In a shareholder’s meeting last month, SK Telecom’s CEO, Park Jung-ho, said that the company would look to overhaul its governance, following a number of years of stagnant growth. Now, it seems that the winds of change are indeed blowing, with the Korean operator announcing that it will spin off its non-mobile-related subsidiaries into a new holding company…
In a shareholder’s meeting last month, SK Telecom’s CEO, Park Jung-ho, said that the company would look to overhaul its governance, following a number of years of stagnant growth. Now, it seems that the winds of change are indeed blowing, with the Korean operator announcing that it will spin off its non-mobile-related subsidiaries into a new holding company, tentatively named simply ICT Investment.
“The company expects the spin-off to create an opportunity for the telecommunications, semiconductor and New ICT businesses to be properly valued in the market,” said SK Telecom in a statement. “The surviving company and the spin-off company will each build a management structure fit for the business to facilitate future growth and provide investors with two separate investment options.”
The new spin off will include a large number of subsidiaries across a large number of industries, with major names including memory chip manufacturer SK hynix Inc, e-commerce firm 11Street Co, and ride-hailing company T Map Mobility. These are all major companies in their own right, in total contributing around 24% of SK Telecom’s operating profit in 2020.

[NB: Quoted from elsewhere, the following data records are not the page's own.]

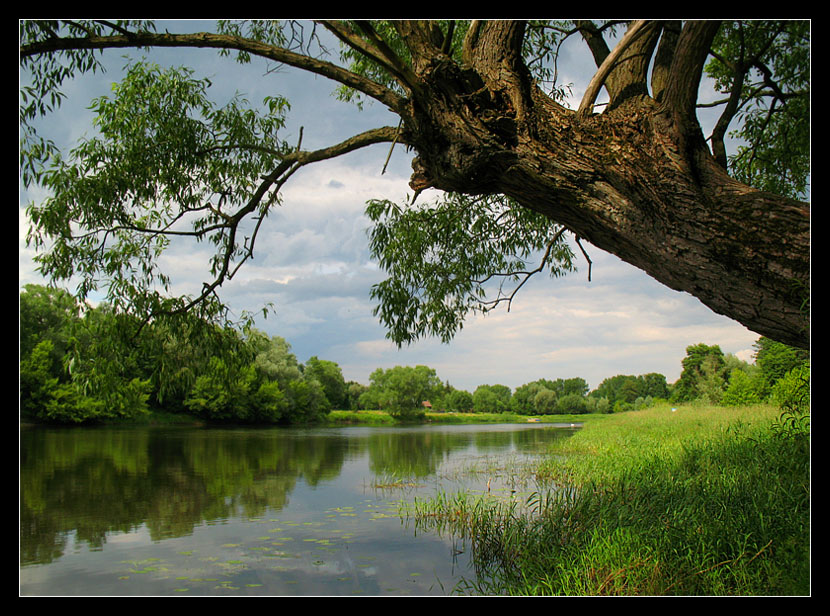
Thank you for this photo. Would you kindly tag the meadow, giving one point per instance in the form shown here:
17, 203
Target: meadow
695, 500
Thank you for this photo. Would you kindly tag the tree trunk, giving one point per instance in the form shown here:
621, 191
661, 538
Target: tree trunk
637, 180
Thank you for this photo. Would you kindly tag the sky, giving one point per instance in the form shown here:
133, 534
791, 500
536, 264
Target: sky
312, 258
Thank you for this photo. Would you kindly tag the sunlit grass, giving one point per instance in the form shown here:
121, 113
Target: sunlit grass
695, 501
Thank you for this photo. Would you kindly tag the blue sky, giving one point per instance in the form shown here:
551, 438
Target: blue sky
312, 259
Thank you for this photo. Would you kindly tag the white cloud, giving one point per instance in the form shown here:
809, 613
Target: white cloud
312, 261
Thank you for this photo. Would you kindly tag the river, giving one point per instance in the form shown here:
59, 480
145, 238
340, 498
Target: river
241, 511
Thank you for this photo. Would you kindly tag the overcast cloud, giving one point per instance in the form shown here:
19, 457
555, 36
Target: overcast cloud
312, 262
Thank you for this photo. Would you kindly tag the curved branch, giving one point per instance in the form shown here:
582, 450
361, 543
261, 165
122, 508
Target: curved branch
375, 48
221, 41
608, 64
690, 55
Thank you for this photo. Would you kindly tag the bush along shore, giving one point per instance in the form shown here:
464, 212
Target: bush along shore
691, 500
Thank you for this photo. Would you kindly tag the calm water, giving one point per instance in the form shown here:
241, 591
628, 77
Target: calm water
161, 511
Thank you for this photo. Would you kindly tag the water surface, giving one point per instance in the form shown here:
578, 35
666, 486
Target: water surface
242, 511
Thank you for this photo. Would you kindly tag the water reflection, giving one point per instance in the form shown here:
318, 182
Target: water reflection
88, 486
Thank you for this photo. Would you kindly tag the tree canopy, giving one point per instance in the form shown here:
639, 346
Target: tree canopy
480, 104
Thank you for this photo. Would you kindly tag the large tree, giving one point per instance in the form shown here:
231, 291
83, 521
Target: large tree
479, 104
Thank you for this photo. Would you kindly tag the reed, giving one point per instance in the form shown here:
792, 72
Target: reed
700, 501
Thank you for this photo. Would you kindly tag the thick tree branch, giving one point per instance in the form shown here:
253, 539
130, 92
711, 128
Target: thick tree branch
690, 55
610, 62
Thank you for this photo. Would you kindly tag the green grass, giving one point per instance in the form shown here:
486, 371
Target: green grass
384, 418
701, 501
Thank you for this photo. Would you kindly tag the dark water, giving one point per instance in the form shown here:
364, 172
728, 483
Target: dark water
182, 511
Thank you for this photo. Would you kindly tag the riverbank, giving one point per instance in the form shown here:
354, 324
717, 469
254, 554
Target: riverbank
381, 418
697, 501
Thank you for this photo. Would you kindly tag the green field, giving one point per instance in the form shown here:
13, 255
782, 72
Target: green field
693, 501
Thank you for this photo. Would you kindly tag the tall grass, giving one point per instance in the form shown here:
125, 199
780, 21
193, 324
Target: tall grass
701, 501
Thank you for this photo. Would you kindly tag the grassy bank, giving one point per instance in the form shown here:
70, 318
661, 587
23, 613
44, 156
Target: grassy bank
701, 501
374, 418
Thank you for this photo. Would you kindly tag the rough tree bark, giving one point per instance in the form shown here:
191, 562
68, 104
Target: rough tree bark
636, 180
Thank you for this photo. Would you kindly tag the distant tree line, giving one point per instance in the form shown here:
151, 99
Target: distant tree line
70, 373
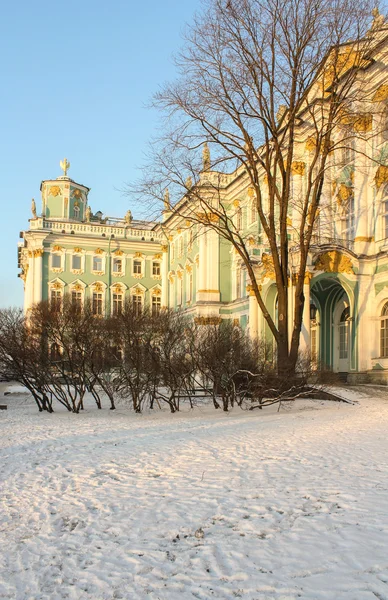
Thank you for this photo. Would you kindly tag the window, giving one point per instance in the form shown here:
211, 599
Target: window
156, 269
348, 221
117, 305
56, 261
384, 331
239, 219
137, 267
156, 305
76, 262
56, 300
55, 353
253, 212
97, 303
137, 303
76, 299
348, 151
384, 211
179, 291
117, 265
238, 282
344, 332
189, 290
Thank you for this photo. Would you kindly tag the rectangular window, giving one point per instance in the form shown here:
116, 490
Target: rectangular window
97, 264
76, 262
137, 267
56, 300
56, 261
117, 304
156, 269
97, 303
76, 298
117, 265
156, 305
137, 304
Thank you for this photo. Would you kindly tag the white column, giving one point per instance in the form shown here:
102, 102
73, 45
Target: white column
165, 277
305, 345
29, 283
38, 272
253, 314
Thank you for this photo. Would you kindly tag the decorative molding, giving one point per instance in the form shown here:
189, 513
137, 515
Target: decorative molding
298, 167
381, 94
381, 176
207, 320
333, 262
54, 190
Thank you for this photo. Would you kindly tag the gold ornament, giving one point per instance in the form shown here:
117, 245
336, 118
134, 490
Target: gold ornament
333, 262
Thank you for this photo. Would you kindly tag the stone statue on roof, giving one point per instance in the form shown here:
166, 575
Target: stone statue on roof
128, 217
33, 208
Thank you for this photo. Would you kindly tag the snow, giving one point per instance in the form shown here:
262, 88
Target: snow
199, 505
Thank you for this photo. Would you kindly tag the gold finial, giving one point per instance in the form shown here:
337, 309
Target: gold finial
65, 166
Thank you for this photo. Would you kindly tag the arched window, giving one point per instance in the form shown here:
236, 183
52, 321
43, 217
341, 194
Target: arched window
384, 211
384, 331
344, 332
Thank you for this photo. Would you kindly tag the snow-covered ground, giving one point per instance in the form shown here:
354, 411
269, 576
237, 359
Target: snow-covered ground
105, 505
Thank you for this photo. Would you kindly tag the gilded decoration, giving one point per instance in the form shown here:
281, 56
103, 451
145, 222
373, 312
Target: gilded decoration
344, 194
381, 176
268, 269
298, 167
381, 94
65, 166
207, 320
333, 262
55, 190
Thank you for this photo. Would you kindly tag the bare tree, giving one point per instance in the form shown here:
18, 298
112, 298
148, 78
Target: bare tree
261, 81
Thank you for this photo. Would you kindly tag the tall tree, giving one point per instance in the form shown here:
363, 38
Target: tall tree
260, 81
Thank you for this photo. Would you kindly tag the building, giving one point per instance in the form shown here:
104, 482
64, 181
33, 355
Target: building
189, 266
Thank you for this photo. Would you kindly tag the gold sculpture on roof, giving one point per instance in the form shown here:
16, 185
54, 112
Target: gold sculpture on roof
333, 262
65, 166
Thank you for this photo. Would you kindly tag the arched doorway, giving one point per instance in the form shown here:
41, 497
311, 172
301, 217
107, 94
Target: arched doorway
331, 330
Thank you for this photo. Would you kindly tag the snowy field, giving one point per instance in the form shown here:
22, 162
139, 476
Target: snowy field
105, 505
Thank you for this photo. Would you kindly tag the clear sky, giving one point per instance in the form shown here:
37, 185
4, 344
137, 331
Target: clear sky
76, 78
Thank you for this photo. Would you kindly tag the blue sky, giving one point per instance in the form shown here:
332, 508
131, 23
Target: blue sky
76, 79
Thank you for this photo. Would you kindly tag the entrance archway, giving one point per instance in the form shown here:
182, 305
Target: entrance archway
334, 335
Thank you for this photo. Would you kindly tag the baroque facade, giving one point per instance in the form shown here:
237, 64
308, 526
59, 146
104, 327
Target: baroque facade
180, 264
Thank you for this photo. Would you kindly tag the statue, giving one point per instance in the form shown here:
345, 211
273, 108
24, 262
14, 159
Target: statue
206, 157
88, 213
65, 166
167, 199
33, 208
128, 217
378, 19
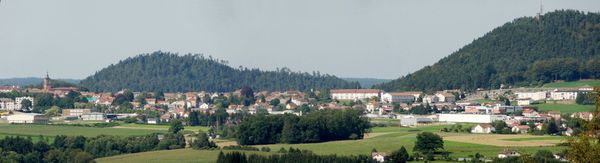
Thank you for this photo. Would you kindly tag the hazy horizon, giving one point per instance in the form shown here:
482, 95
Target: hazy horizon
351, 39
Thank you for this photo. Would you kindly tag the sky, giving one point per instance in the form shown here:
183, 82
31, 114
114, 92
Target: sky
347, 38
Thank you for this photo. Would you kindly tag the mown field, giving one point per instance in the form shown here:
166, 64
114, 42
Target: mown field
565, 108
384, 139
53, 130
573, 84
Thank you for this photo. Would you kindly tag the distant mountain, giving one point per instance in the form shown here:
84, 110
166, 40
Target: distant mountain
168, 72
560, 45
367, 82
31, 81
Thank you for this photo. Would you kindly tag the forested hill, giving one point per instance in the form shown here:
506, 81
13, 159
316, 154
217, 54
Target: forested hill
560, 45
167, 72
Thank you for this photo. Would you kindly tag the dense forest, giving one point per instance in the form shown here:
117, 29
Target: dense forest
529, 51
168, 72
318, 126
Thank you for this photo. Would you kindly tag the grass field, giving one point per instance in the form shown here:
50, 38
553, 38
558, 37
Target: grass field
573, 84
384, 139
565, 108
160, 127
51, 130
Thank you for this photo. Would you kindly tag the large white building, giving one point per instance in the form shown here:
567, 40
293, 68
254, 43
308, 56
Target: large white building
564, 94
354, 94
541, 95
403, 97
470, 118
27, 118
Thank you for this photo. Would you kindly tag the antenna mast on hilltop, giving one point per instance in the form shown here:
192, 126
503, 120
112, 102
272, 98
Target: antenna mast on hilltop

The holding company will reportedly have two major roles. Firstly, it will focus on aggressive investments in the semiconductor market to carve out market share, something which SK hynix had been pursuing for some time. The subsidiary itself purchased Intel’s NAND memory business last year for around $9 billion.
Secondly, the holding company will reportedly oversee the initial public offerings (IPOs) of its subsidiaries, many of which, such as those for 11Street and T Map Mobility, have been under discussion for some time. Back in February, SK Telecom in fact set up a task force to explore its options with these and other subsidies. Any funds raised by the IPOs would be funnelled into semiconductor investments, both at home in South Korea and abroad.
With SK Telecom’s assets thus divided, it will leave the surviving company to focus on its mobile business, as well as to continue expanding their investments in AI, cloud, and data centres.
The spin off is subject to approval from the board of directors and shareholders, but is expected to be completed by the end of the year.